Gli ultimi km di strada sono da percorrere a piedi, ma la fatica viene ampiamente ricompensata: dopo aver varcato le mura della città si attraversa un pezzo di bosco e si giunge alla radura dove si trova l’area sacra. Si possono ammirare i resti delle imponenti mura, ora in mezzo a un bosco di faggi, e la strada lastricata che portava all’ampia spianata dove si trovavano i templi, una terrazza erbosa che domina le valli circostanti. È un luogo indubbiamente di grande suggestione. L’area sacra è composto da due edifici circolari, il più grande formato di 104 anelli di andesite, con una fila di pilastri parallelepipedi e, verso il centro, altre due file di pali lignei coperti da lastre di terracotta, la prima, circolare, la seconda a ferro di cavallo. La disposizione dei pilastri di andesite presenta un particolare interesse: la loro divisione in 30 gruppi di 7 pilastri, fa pensare a un rapporto tra questo santuario e certi fenomeni celesti e persino all’ipotesi che il monumento fosse la rappresentazione architettonica del calendario dacico.

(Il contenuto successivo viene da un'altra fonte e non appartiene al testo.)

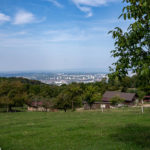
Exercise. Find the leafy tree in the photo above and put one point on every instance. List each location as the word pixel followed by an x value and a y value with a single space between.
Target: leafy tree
pixel 132 48
pixel 91 95
pixel 63 101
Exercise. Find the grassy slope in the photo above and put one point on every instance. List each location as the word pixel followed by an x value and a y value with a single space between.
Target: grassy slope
pixel 113 130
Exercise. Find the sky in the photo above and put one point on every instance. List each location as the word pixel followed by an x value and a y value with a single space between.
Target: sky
pixel 45 35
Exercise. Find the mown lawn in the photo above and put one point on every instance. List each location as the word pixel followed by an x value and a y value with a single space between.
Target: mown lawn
pixel 89 130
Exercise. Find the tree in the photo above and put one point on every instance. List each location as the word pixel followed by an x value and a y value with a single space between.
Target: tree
pixel 63 101
pixel 91 95
pixel 132 48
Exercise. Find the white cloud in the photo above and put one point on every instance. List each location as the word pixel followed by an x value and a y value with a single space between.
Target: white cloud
pixel 85 5
pixel 4 18
pixel 56 3
pixel 23 17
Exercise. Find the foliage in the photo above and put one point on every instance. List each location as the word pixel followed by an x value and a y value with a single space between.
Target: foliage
pixel 121 129
pixel 91 95
pixel 132 48
pixel 116 100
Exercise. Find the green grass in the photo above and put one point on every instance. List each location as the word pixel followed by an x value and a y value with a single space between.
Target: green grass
pixel 119 129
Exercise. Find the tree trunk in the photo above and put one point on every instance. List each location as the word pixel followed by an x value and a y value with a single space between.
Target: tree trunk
pixel 142 109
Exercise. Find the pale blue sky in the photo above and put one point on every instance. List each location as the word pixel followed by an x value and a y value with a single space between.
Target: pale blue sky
pixel 57 34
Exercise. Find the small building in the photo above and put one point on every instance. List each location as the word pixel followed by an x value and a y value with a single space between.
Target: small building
pixel 129 98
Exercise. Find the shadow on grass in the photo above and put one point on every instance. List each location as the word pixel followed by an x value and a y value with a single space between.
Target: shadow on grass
pixel 134 134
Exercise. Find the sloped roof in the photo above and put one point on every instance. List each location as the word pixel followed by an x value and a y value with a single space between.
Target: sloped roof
pixel 110 94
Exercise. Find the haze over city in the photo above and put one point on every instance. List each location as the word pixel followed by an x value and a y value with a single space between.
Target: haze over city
pixel 57 34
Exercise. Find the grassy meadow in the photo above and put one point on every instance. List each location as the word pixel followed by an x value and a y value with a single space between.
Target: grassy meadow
pixel 118 129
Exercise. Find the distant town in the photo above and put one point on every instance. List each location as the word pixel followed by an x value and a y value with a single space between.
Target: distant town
pixel 58 78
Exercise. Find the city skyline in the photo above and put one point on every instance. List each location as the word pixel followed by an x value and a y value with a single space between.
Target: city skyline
pixel 57 35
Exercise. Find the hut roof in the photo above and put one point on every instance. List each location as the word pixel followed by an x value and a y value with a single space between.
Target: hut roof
pixel 110 94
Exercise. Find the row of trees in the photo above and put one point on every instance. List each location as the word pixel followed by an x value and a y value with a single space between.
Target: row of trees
pixel 19 91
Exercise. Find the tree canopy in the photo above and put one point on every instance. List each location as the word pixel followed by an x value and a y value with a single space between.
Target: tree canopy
pixel 132 47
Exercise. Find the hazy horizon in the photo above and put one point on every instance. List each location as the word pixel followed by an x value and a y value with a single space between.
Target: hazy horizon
pixel 57 35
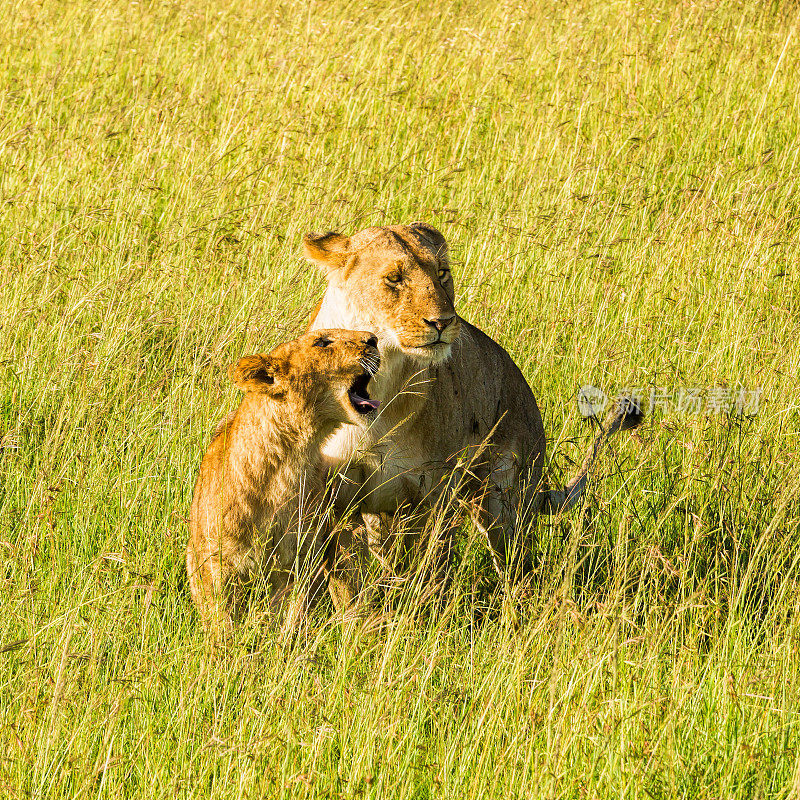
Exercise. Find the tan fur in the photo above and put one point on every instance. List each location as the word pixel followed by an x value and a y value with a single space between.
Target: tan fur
pixel 440 403
pixel 255 517
pixel 460 403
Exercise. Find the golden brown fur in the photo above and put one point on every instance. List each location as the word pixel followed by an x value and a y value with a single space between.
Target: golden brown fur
pixel 255 513
pixel 451 396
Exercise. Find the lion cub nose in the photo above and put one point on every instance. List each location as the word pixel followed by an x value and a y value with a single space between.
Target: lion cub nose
pixel 441 323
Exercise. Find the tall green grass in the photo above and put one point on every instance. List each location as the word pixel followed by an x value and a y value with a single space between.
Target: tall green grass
pixel 618 182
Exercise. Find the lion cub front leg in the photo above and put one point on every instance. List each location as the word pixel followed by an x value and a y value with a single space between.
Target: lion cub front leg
pixel 218 590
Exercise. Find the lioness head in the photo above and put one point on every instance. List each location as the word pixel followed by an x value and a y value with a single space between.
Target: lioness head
pixel 324 372
pixel 394 280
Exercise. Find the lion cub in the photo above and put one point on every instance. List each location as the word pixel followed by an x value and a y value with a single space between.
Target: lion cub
pixel 255 513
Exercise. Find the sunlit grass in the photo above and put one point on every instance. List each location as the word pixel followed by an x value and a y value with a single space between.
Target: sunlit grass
pixel 618 182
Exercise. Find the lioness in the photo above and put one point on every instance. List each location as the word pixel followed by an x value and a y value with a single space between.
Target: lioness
pixel 256 501
pixel 446 388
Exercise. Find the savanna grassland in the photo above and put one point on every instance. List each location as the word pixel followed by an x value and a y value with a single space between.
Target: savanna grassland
pixel 619 185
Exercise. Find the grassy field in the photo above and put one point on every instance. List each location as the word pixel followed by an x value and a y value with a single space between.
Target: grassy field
pixel 619 184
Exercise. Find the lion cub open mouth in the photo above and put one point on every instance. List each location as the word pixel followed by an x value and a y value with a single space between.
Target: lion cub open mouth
pixel 359 396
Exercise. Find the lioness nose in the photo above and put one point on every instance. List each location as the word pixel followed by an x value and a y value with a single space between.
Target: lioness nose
pixel 441 323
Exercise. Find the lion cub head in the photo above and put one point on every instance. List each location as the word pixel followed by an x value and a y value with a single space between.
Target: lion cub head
pixel 394 280
pixel 323 375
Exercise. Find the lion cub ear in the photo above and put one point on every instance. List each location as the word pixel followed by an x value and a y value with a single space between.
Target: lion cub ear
pixel 329 250
pixel 253 373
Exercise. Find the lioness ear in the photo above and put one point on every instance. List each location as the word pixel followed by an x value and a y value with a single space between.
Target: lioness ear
pixel 253 373
pixel 431 237
pixel 329 250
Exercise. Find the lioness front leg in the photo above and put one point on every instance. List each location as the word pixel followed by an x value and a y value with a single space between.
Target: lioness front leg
pixel 495 515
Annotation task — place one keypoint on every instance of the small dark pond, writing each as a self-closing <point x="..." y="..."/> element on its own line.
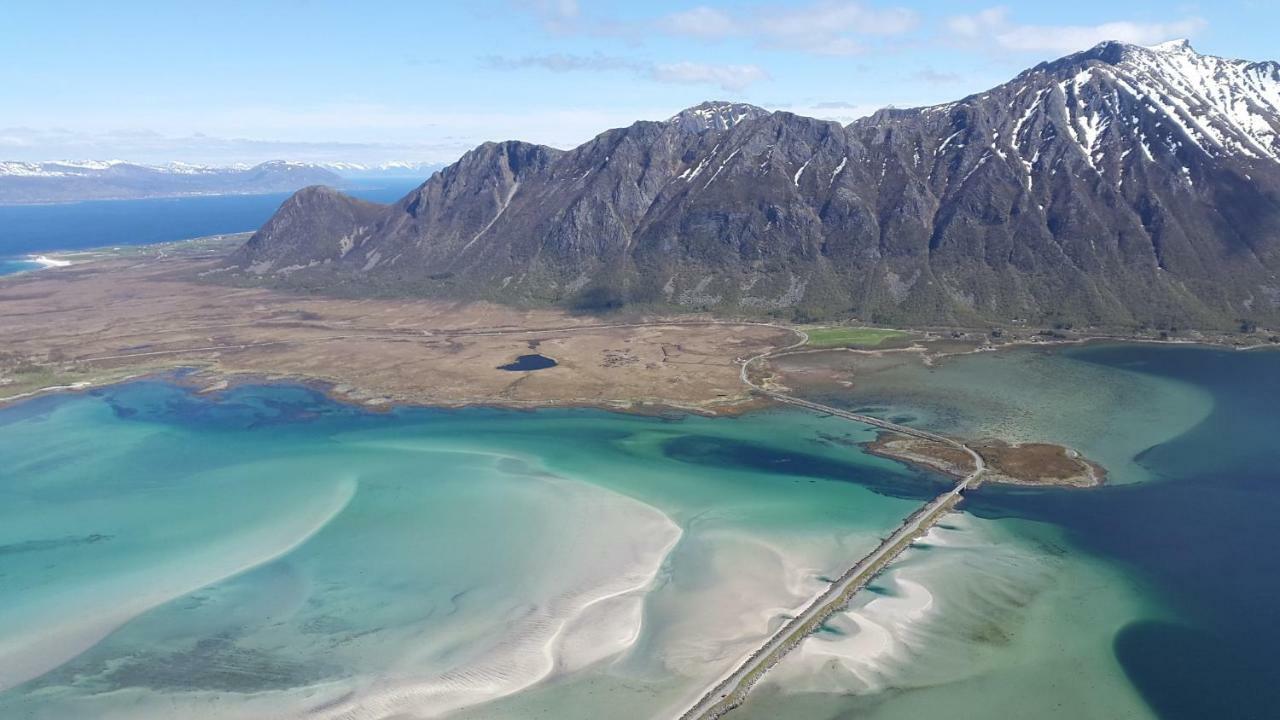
<point x="529" y="363"/>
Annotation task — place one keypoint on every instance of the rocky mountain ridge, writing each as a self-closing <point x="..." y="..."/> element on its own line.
<point x="1123" y="185"/>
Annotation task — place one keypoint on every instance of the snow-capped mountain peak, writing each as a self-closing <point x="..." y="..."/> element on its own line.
<point x="714" y="115"/>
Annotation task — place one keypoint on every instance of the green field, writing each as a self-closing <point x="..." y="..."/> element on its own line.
<point x="850" y="337"/>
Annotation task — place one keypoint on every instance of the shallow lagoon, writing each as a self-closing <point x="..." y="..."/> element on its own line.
<point x="311" y="556"/>
<point x="269" y="552"/>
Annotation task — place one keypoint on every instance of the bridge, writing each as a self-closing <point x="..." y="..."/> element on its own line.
<point x="732" y="688"/>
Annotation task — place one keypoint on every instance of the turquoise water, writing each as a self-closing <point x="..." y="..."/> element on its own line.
<point x="1148" y="598"/>
<point x="268" y="552"/>
<point x="33" y="229"/>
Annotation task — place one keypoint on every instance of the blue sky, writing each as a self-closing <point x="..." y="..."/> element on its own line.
<point x="222" y="82"/>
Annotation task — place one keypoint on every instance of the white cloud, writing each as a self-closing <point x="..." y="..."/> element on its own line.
<point x="727" y="77"/>
<point x="702" y="21"/>
<point x="993" y="26"/>
<point x="828" y="27"/>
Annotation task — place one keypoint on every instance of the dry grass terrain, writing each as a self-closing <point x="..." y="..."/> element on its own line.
<point x="140" y="313"/>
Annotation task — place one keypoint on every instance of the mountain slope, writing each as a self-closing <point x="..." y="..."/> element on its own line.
<point x="1116" y="186"/>
<point x="71" y="182"/>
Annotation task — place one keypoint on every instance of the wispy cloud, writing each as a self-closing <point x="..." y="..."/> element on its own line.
<point x="562" y="63"/>
<point x="731" y="77"/>
<point x="936" y="77"/>
<point x="727" y="77"/>
<point x="993" y="27"/>
<point x="822" y="28"/>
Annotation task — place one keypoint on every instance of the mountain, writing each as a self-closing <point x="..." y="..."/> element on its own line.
<point x="115" y="180"/>
<point x="393" y="169"/>
<point x="1118" y="186"/>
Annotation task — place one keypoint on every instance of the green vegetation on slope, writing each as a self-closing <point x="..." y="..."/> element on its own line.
<point x="850" y="337"/>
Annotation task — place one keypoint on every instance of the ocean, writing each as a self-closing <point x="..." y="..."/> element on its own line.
<point x="1151" y="597"/>
<point x="28" y="231"/>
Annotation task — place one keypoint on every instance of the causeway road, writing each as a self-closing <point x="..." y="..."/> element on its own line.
<point x="732" y="688"/>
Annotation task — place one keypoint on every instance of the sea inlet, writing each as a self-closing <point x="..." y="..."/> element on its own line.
<point x="268" y="552"/>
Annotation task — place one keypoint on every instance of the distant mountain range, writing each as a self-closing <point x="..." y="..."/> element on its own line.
<point x="1123" y="185"/>
<point x="115" y="180"/>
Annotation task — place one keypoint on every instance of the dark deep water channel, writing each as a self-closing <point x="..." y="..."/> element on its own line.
<point x="529" y="363"/>
<point x="1203" y="534"/>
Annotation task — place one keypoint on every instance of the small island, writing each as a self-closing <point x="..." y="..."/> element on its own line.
<point x="1024" y="464"/>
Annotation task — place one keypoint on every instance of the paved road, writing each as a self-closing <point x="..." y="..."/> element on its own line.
<point x="732" y="688"/>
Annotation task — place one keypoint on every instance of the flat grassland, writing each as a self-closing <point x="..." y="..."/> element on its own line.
<point x="141" y="313"/>
<point x="851" y="337"/>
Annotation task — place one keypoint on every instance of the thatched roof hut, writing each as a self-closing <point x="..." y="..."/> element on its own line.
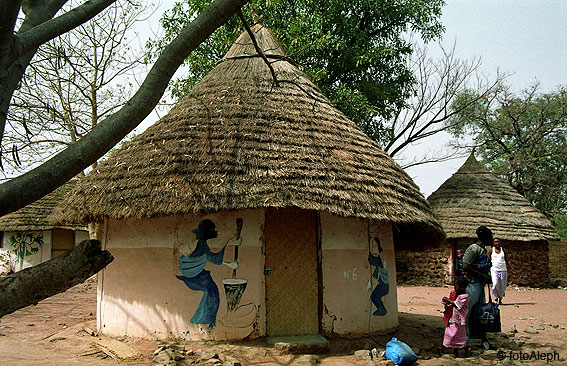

Molto interessante è il disco solare trovato vicino al grande santuario circolare, suddiviso in 10 spicchi di circa 36° ognuno, il che renderebbe evidente che i daci conoscessero molto bene il periodo terrestre di 365 giorni ma non fossero adeguatamente precisi nelle misurazioni o nel taglio dell’ andesite. La scoperta del sole di pietra è considerata la prova più certa dell’esistenza di un culto solare presso i Daci, nei secoli I a. C. e I d. C. Intorno ci sono sassi “piantati” nell’erba a formare rettangoli e quadrati, resti di quelle che dovevano essere colonne allineate come soldati.
Non è ancora chiaro come siano riusciti a trasportare i pesanti blocchi di pietra fino alla sistemazione finale per un percorso così lungo e impervio, ma per gli ufologi non ci sono dubbi, l’aiuto alieno è inoppugnabile!
Sulla strada di ritorno fermatevi a parlare con qualche contadino… se lo trovate. Vi racconterà dei cacciatori di tesori che, fino qualche anno fa, giravano di notte da queste parti e di un americano che avrebbe pagato oltre quattro milioni di euro per quindici bracciali d’oro massiccio. Se gli chiedete perché non si sistema un po’ la strada vi risponderà che ai daci non sarebbe piaciuta l’idea di rendere più accessibile la loro enigmatica fortezza!